Le temps passe. Simon oublie un peu ses vignes. En son absence, des courriers arrivent, dont l'avertissement à régler la taxe foncière. Craignant des poursuites, Louis ouvre l'enveloppe et paie le foncier dû par Simon.
A l'approche du terme des quatre ans, le propriétaire entend libérer son bien, car un important négociant se porte acquéreur à prix rémunérateur. Un compromis est signé sous condition que le terrain soit libéré à l'expiration de la quatrième année. Simon adresse alors une lettre recommandée à Louis pour lui demander de laisser les vignes une fois le terme échu. Louis répond qu'il ne quittera pas le bien, car il s'estime en possession d'un bail de neuf ans renouvelable. Son argumentation est simple : il ne s'agit pas d'un prêt gratuit, mais d'une location. Pour lui, il y a mise à disposition d'un bien agricole à titre onéreux, puisqu'il a réglé la taxe foncière pour le compte de Simon.
Un contrat truqué ?
A l'appui de son argumentation, Louis montre l'exemplaire de son contrat de prêt sur lequel est mentionné « gratuit sauf impôt ». Chose curieuse, l'exemplaire détenu par Simon ne porte pas cette mention. Les juges sont troublés par cette différence et rejettent la demande de Louis. La Cour de cassation leur a donné raison. Pour les magistrats, le fait que Louis ait réglé la taxe foncière ne suffit pas à donner au contrat un caractère onéreux.

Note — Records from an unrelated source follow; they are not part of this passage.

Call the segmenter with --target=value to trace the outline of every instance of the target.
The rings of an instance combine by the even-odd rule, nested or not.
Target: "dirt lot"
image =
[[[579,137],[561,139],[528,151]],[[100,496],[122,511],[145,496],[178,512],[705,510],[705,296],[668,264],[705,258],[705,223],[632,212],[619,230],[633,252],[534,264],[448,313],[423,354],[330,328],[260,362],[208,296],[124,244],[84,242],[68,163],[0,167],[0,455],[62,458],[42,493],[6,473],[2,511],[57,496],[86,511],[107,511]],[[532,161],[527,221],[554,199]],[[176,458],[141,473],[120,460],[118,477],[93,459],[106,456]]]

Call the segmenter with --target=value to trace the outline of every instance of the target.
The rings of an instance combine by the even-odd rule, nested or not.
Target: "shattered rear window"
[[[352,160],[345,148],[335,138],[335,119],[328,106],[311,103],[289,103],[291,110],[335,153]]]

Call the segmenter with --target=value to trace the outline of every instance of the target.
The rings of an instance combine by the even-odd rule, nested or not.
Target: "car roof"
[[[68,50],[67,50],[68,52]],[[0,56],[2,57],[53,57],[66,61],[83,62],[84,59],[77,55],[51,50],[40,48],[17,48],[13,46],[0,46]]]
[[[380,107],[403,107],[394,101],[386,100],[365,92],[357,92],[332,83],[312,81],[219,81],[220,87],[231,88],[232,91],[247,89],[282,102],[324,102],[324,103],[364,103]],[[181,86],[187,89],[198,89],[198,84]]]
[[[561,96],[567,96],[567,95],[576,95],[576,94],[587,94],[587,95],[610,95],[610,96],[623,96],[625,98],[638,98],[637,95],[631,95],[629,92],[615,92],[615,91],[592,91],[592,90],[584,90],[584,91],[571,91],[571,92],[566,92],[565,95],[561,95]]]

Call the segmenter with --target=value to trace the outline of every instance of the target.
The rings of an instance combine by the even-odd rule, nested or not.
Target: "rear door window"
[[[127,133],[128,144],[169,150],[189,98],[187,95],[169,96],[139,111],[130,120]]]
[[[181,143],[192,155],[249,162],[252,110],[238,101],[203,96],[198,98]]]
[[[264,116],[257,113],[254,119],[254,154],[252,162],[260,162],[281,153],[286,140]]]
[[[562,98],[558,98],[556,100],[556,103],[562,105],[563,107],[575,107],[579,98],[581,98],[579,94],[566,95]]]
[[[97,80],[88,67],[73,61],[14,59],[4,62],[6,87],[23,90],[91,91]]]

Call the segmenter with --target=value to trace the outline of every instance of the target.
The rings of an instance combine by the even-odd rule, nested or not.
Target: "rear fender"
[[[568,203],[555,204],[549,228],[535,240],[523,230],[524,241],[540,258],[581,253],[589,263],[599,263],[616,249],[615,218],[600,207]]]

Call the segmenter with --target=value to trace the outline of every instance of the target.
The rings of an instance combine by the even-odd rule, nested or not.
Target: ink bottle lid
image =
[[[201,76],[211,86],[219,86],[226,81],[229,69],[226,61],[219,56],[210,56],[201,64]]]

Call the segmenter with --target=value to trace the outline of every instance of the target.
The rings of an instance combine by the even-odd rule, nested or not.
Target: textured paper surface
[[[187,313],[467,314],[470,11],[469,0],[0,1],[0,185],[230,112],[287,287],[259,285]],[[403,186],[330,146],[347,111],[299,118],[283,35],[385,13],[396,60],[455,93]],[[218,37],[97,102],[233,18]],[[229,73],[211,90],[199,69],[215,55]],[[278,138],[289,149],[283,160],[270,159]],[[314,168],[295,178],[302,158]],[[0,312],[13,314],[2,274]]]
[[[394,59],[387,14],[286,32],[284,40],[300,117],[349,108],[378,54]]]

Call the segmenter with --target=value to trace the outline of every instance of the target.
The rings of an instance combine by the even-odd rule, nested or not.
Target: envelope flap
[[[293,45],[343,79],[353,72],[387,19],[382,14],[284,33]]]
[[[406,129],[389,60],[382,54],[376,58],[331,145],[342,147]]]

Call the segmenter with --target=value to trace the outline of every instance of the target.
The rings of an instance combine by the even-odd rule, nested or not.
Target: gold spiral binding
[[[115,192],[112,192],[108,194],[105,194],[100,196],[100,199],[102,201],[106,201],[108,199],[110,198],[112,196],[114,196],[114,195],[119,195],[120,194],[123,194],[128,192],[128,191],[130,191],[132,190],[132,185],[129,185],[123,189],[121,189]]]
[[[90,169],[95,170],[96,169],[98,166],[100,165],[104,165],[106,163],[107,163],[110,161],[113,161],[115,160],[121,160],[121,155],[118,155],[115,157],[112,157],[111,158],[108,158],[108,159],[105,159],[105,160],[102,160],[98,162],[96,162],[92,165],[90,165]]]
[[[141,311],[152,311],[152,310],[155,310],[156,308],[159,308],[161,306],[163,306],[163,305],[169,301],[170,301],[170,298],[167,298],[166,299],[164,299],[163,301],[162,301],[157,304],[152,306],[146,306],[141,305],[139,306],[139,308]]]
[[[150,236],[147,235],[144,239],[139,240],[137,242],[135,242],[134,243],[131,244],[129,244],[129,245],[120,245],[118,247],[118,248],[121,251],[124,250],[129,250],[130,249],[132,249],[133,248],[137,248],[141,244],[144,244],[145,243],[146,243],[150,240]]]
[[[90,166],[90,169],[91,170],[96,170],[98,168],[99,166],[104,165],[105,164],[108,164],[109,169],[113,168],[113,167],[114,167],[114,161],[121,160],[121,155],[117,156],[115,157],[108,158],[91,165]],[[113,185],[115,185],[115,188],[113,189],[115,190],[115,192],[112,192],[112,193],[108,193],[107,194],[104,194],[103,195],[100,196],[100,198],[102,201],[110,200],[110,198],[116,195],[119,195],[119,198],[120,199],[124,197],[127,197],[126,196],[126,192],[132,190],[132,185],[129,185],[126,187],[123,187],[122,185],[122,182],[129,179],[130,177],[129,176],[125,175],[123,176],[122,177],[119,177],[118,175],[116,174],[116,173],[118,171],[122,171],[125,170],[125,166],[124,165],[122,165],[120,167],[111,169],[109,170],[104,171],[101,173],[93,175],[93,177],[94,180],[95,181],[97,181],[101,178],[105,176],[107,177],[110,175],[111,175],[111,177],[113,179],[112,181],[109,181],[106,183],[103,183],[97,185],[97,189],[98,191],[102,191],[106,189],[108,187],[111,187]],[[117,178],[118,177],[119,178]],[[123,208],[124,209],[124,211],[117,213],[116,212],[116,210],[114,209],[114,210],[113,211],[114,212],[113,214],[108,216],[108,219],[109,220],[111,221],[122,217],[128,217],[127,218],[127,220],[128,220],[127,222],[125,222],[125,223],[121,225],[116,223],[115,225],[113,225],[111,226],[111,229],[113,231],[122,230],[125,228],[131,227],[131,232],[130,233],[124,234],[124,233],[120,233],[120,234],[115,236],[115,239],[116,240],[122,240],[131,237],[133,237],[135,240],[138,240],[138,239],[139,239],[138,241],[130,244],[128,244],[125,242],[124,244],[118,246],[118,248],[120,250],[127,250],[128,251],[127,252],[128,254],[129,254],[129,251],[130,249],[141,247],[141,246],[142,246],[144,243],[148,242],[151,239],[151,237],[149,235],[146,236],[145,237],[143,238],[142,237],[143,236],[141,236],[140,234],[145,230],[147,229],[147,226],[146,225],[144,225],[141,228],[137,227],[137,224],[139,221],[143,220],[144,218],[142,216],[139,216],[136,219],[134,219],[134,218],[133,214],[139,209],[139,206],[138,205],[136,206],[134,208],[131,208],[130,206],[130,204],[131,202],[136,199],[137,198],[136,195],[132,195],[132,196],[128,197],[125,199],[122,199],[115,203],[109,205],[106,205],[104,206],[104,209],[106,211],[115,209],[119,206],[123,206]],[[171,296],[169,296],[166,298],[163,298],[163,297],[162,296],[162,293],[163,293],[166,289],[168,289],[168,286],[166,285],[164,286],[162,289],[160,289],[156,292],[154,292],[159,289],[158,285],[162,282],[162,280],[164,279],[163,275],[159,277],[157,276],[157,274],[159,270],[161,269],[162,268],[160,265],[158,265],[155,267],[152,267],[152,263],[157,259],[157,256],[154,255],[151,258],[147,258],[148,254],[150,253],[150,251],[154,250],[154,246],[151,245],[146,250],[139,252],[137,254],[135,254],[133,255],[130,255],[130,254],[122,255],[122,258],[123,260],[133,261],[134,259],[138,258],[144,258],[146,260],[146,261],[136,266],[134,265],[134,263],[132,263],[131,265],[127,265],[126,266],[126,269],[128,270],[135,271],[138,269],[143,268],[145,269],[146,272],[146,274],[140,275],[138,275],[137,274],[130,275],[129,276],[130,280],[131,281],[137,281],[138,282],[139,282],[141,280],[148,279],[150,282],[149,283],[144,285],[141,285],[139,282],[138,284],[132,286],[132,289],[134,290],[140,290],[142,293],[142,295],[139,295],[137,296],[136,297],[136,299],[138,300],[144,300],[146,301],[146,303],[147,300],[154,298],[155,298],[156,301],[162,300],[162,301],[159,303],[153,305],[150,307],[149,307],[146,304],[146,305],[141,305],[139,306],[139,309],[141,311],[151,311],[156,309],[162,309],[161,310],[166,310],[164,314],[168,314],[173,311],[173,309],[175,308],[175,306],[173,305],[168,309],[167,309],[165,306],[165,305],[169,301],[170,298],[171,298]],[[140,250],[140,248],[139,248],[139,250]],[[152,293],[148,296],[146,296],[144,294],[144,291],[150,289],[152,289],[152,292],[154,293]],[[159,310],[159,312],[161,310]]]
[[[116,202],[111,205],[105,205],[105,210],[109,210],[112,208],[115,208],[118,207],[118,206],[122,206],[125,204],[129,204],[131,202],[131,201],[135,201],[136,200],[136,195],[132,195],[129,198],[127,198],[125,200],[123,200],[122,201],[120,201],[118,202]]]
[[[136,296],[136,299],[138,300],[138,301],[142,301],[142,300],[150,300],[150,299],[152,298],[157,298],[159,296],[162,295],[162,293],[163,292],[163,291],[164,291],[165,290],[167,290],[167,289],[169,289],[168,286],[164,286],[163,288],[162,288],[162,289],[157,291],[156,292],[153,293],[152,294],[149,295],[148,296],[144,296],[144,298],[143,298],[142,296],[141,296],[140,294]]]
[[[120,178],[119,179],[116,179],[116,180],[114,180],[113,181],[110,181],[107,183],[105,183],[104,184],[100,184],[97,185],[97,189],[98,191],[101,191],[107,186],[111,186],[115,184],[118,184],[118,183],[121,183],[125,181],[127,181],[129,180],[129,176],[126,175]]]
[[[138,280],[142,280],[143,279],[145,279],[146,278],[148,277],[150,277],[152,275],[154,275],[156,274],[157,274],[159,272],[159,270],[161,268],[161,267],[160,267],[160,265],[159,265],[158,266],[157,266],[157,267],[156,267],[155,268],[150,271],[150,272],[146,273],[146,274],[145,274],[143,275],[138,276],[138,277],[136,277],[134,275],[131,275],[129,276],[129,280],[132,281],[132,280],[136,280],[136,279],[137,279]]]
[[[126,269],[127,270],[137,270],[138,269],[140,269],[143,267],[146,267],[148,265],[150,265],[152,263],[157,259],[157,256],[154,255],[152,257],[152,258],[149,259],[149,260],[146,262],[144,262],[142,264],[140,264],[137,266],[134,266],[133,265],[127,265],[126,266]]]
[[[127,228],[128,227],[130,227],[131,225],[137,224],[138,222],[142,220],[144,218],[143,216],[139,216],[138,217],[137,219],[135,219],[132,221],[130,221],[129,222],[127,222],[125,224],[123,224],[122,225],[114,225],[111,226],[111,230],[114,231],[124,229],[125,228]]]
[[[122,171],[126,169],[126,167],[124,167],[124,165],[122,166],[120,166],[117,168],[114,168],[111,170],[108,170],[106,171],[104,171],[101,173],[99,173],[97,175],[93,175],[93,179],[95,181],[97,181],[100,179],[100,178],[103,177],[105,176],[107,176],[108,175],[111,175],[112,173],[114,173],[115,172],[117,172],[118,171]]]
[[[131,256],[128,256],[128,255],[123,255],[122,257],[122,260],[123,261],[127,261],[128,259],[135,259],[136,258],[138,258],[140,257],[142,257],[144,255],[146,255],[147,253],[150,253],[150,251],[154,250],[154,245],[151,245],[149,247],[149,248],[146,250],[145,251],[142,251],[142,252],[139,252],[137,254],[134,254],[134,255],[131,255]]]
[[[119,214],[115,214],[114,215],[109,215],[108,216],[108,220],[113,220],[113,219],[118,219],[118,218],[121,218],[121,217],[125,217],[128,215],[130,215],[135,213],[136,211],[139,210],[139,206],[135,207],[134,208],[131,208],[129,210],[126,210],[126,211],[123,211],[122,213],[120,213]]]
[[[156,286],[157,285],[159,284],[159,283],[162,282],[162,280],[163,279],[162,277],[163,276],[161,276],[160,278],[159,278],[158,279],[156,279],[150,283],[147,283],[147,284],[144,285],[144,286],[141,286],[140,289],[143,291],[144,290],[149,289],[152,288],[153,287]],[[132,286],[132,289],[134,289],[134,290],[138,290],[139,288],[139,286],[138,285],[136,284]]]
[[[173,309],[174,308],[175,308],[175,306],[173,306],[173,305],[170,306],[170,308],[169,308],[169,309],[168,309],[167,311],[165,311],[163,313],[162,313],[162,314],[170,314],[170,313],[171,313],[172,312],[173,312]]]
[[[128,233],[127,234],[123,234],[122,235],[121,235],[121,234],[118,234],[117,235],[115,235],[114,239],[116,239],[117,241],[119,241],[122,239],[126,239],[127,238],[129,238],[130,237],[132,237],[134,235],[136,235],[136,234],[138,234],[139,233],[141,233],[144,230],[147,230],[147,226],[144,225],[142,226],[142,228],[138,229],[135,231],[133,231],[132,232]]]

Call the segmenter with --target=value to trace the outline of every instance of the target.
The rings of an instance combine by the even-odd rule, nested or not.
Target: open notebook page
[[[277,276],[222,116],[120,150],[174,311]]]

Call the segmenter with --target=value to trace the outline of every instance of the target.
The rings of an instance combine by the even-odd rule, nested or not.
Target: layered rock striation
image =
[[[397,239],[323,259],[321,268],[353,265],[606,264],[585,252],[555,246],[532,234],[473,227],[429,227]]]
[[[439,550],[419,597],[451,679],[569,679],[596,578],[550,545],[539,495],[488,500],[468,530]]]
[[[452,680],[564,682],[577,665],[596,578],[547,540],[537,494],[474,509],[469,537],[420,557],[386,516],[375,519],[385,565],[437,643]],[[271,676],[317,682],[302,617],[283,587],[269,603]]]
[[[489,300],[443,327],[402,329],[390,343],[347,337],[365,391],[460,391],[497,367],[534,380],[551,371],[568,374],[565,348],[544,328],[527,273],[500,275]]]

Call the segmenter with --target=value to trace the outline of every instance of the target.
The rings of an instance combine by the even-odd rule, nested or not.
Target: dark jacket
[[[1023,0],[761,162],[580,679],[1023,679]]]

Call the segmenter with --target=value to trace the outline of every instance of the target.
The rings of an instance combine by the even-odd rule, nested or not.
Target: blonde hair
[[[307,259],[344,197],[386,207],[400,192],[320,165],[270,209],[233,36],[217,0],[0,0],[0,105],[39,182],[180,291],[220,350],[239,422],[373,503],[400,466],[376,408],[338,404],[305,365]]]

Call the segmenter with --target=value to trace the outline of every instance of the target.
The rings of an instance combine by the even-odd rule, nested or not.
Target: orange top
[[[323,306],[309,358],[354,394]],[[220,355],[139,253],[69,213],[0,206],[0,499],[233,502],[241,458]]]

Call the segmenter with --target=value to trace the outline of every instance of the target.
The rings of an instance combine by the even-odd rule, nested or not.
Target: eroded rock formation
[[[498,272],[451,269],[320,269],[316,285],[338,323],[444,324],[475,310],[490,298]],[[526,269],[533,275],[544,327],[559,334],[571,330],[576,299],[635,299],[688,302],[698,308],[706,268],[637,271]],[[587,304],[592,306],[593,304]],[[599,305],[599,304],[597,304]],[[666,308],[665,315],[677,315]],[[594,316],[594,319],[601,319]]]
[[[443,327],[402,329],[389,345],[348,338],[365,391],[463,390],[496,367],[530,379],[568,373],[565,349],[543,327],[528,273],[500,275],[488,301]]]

Cela pourrait passer pour un revirement de jurisprudence car, le 14 janvier 2004, la même cour avait décidé que le paiement de la taxe foncière par l'emprunteur suffisait à donner au contrat son caractère onéreux. Toutefois, dans cette espèce, le contrat mentionnait sans discussion possible, l'obligation imposée à l'emprunteur.
En fait, tout porte à croire, que dans l'affaire jugée le 28 avril 2009, les juges ont pensé que Louis avait rajouté la mention et qu'ils ont voulu le punir.